Industrial warehouse taking shape on Fremont Drive, Sonoma

Larger than four football fields, a huge industrial warehouse is taking shape on Fremont Dr. at 8th St. East.|

“People don’t believe anything until the walls go up,” said Jose McNeill, a business park developer.

Well, the walls are going up at Victory Station, the 250,000-square foot development at the intersection of Eighth Street East and Fremont Drive, and he’s right, people are starting to believe.

The large concrete building is clearly nearing final stages of construction, though it needs a roof and much interior work to be completed in the fourth quarter, by current estimate. But commercial realtors at Cushman & Wakefield are already actively seeking potential tenants. And according to managing director Steven Leonard, they’ve had a few nibbles.

McNeill purchased the 19-acre property in 2014 for $4 million, envisioning a quarter-million acre industrial space for case storage and, with the necessary conditional use permits, bottling or even wine production. It’s zoned M3, limited rural industrial, as is much of the Eighth Street corridor.

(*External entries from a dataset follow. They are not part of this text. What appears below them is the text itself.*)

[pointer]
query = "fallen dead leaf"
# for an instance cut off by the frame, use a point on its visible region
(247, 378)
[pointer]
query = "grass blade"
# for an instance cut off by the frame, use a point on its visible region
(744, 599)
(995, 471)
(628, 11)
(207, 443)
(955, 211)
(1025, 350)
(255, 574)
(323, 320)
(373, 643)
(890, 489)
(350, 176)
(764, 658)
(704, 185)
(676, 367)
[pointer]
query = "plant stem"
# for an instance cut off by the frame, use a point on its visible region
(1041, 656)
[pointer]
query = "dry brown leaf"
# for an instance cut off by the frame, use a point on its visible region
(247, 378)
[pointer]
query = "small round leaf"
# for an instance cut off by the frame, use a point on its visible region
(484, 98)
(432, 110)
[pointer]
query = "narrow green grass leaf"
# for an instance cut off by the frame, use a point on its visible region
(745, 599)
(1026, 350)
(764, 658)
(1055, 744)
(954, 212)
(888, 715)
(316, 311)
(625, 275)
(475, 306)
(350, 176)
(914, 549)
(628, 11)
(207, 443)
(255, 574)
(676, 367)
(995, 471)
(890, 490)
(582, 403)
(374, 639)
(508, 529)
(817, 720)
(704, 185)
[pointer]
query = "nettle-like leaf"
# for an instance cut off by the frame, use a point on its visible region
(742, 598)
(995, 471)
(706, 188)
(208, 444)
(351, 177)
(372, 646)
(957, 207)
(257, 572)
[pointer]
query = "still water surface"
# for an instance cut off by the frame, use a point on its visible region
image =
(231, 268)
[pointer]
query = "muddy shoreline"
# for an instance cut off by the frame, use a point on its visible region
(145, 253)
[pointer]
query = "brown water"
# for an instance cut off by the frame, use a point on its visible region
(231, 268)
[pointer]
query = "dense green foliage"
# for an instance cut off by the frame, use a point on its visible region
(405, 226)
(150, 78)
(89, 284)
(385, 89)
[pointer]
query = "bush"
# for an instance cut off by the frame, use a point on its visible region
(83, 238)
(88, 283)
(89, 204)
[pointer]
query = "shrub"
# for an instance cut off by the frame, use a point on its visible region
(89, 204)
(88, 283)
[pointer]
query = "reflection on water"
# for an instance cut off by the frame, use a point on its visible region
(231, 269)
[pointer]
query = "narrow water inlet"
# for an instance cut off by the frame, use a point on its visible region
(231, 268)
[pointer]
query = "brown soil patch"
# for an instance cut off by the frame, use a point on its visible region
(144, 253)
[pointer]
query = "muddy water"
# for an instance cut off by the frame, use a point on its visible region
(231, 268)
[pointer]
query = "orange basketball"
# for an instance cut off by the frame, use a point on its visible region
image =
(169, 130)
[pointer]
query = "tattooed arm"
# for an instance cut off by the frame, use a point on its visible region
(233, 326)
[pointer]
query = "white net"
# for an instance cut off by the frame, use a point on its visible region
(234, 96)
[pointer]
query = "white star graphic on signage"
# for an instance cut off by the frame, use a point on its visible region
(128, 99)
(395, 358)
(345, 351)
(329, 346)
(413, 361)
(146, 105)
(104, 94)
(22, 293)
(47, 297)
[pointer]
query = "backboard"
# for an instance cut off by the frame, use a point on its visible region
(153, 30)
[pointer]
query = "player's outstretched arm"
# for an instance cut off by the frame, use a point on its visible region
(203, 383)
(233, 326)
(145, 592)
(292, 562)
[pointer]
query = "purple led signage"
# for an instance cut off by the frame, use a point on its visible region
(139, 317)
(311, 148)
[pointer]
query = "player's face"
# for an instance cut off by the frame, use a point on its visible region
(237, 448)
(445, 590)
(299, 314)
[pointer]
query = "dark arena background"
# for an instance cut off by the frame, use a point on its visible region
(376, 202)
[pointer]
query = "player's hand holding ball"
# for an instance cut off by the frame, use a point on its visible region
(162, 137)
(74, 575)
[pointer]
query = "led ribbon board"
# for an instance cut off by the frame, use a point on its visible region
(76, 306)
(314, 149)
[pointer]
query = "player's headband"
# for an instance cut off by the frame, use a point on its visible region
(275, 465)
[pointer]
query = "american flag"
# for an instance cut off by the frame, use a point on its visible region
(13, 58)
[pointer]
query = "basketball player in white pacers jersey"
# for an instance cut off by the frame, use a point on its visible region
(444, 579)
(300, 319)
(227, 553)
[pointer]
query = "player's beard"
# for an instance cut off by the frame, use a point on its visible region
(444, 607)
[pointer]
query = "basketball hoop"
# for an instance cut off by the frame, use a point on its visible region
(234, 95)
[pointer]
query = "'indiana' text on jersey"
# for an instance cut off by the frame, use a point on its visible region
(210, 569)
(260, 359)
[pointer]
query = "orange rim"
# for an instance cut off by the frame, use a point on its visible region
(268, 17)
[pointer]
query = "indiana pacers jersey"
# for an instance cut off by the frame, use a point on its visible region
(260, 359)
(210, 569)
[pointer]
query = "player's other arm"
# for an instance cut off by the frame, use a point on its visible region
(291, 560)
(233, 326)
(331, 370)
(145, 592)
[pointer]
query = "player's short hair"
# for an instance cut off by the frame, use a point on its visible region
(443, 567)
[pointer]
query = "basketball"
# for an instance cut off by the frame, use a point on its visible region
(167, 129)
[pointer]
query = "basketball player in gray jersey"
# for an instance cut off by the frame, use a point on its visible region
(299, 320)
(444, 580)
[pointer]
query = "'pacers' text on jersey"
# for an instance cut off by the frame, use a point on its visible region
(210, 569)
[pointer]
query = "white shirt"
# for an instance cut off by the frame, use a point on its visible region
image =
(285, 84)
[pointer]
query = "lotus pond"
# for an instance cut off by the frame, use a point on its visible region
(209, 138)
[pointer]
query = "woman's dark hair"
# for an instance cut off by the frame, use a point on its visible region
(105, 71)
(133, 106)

At the time, he said, it had a battered sign on it promising a long-forgotten project as “Coming in Spring 2004.” But McNeill’s own development is headed for completion this fall, and he is now in the hunt for the ideal tenant. McNeill expressed a preference for a single tenant for the expansive industrial and warehouse facility, but Leonard said they were listening to tenants whose needs were more modest.

“We’ve been marketing the property to tenants with needs of 50,000 square feet or more; those are mainly – given the market up there – wine-related businesses such as wineries, distilleries, and case-good storage,” said Leonard. “At this point in time we’re talking to two winery users for portions of the building.”

Leonard said it’s easier and cheaper to have one tenant in the building, as “demising walls” to separate tenants would not be necessary, or separate utility rooms for different businesses.

The $32 million Victory Station project is well situated: not only along State Highway 121 (Fremont Drive) at the south end of Sonoma’s eighth Street East industrial district, but adjacent to the Northern Pacific tracks – the project is across from the old Schellville Station – in case rail transport is necessary.

The building is constructed with 25 truck-dock doors with 28-foot “clear height,” to permit stacking of up to four pallet-loads. Its huge scale, almost a quarter million square feet, is larger than four football fields.

This project is McNeill’s latest, but far from his only business development site. He’s spearheaded or partnered on multiple projects in the Central Valley, including in Folsom, Fairfield, Roseville and Sacramento, as well as in Nevada.

Recently, he’s been involved in two similarly large local projects. The 267,840-square-foot Cader Corporate Center in Petaluma opened earlier this year, and was fully leased by four companies before it was completed, according to Leonard.

The 374,926-square-foot Greenwood Commerce Center in Napa was also pre-leased prior to its 2015 opening. The owners would like to see the same thing happen at Victory Statoin.

“This is the last great industrial site in Sonoma County,” McNeill said in 2016, and Leonard agreed, saying that with its completion the Sonoma area would be “built out” for large-scale projects.